The camera matrix for a 1920×1080 camera looks something like:
[[1412.3, 0.0, 963.7],
[ 0.0, 1410.8, 541.2],
[ 0.0, 0.0, 1.0]]
The diagonal values are focal lengths in pixels. The top-right values are the principal point — notice it is (963.7, 541.2), not the expected image centre of (960, 540). That offset is real and meaningful. One thing to keep in mind: the camera matrix is resolution-dependent. If you calibrate at full resolution and run inference at a lower one, the matrix must be scaled proportionally. This holds for uniform downscaling — for cropping, the effective principal point shifts and the matrix must be recomputed, not just scaled. Distortion coefficients describe the lens optics and are not affected by either.

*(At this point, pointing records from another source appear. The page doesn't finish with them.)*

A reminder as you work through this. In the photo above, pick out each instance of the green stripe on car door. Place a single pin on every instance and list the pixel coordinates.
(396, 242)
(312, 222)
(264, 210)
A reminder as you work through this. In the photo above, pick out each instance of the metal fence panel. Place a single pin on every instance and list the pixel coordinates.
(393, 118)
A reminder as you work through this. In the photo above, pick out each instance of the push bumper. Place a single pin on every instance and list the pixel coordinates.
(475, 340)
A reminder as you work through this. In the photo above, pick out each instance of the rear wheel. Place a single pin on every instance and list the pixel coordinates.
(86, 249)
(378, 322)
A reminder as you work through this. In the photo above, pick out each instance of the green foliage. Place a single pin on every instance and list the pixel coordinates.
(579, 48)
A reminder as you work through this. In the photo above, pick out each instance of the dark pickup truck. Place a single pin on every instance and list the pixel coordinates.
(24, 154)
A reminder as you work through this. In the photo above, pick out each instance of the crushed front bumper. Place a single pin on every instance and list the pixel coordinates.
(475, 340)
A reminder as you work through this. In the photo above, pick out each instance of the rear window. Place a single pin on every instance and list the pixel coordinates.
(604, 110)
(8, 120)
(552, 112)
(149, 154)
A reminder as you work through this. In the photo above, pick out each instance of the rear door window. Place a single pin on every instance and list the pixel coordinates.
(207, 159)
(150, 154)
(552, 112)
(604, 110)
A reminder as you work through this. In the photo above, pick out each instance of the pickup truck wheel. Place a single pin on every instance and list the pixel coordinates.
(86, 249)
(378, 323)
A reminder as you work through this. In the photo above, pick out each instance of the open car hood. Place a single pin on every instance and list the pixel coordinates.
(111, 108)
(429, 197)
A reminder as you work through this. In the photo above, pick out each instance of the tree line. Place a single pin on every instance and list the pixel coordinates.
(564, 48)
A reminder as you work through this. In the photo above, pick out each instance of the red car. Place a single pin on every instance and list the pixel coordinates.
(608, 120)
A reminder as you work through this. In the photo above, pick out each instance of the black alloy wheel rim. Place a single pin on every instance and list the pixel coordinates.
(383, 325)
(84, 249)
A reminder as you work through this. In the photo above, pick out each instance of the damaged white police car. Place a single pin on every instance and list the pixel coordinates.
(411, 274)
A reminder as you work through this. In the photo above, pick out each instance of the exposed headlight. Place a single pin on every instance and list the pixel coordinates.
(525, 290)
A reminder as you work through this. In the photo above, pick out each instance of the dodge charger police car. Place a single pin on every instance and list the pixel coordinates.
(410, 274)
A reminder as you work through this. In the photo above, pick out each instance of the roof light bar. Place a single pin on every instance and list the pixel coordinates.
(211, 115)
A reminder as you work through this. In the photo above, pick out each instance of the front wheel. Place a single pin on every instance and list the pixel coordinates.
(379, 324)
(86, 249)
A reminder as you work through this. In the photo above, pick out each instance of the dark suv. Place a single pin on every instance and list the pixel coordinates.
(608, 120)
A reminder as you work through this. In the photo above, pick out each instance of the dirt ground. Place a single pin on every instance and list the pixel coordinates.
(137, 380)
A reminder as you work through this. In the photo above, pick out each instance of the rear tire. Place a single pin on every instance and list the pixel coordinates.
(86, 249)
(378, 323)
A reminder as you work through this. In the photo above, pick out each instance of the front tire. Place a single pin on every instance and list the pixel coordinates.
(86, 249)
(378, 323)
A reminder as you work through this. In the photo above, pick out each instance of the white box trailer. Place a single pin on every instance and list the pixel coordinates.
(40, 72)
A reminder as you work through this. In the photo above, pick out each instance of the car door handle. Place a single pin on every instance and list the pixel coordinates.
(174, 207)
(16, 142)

A quick visual sanity check before using these values downstream:
img = cv2.imread("any_calibration_frame.jpg")
undistorted = cv2.undistort(img, camera_matrix, dist_coeffs)
cv2.imwrite("undistorted_check.jpg", undistorted)
Look at straight edges in the scene. In the original they may curve near the corners. In the undistorted version they should be straight. If they curve in the opposite direction, the distortion coefficients have the wrong sign — which usually traces back to a board measurement error.
These two files are the foundation for everything that follows — pose estimation, hand-eye calibration, and accurate camera placement in simulation. Getting them right, and knowing how to verify them, is what the rest of the pipeline depends on.